New technologies help by being ubiquitous. Who hasn’t wondered about privacy settings? If a drone flies directly over your house, what is it seeing that you don’t want it to see? They can also hinder by hiding their inner working.

Why should everyone care about inclusive system design?

Technology is everywhere. It is in most things we use every day. Institutional decisions increasingly rely on big data and algorithms. A recent book, called Weapons of Math Destruction, calls attention to the power of algorithms to do great harm. The most dangerous ones are also the most secretive, warns the author.
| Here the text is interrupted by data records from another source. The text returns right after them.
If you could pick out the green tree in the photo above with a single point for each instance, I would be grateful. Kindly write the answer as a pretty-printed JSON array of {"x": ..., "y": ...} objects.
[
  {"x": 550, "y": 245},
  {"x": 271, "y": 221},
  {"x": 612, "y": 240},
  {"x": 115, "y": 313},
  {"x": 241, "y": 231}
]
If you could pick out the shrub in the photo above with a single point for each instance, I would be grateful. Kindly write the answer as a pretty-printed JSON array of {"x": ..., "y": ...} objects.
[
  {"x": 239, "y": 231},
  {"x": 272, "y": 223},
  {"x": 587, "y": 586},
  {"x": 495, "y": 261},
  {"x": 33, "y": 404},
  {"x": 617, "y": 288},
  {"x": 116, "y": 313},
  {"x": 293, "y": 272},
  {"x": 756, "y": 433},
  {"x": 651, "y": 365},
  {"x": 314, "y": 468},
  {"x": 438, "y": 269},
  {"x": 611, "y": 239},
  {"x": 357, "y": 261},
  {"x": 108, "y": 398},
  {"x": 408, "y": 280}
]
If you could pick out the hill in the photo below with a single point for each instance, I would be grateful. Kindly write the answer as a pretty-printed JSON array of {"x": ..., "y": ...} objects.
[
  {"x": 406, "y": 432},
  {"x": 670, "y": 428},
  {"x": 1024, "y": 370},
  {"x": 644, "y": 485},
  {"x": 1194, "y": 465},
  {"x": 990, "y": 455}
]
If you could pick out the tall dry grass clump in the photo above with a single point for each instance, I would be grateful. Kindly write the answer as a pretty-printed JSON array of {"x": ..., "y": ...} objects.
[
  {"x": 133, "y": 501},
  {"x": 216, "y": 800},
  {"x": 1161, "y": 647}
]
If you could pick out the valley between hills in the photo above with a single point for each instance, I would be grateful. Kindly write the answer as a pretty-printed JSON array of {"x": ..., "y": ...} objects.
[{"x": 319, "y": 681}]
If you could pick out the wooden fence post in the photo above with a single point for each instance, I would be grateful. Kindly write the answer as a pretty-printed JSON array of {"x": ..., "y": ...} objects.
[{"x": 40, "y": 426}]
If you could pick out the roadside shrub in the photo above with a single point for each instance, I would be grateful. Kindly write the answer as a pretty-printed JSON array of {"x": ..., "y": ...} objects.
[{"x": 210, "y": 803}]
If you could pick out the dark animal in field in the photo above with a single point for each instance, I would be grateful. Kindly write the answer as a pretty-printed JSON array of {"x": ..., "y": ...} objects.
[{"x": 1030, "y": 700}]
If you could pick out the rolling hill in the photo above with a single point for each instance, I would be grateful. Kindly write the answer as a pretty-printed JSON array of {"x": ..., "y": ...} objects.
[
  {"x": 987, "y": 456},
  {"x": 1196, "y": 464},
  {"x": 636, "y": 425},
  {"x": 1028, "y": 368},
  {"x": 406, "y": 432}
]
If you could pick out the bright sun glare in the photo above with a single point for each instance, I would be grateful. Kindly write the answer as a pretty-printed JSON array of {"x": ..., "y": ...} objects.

We ignore technology at our own peril.

When does it make sense to raise this topic to others who are less concerned?

The crisis in Japan from the Fukushima nuclear power plant disaster sensitized the general public to be far more concerned about the fallout from technology than they had ever been. Crises usually are opportune moments to raise the topic. They can be leveraged to highlight the folly of naïveté and dis-engagement. Technology is only as good as we make it through our actions and institutions.

What organizations or communities are leading the conversation on inclusive system design? Any associations, resources or groups to follow?

There is the ACM, the pre-eminent professional association for information technology. I would highly recommend it for its pro-social ethos and its concern for ethical practice. It is good to check in on thought leaders, but being curious is absolutely indispensable. Simple curiosity is the sure way to democratize the critical sensibility.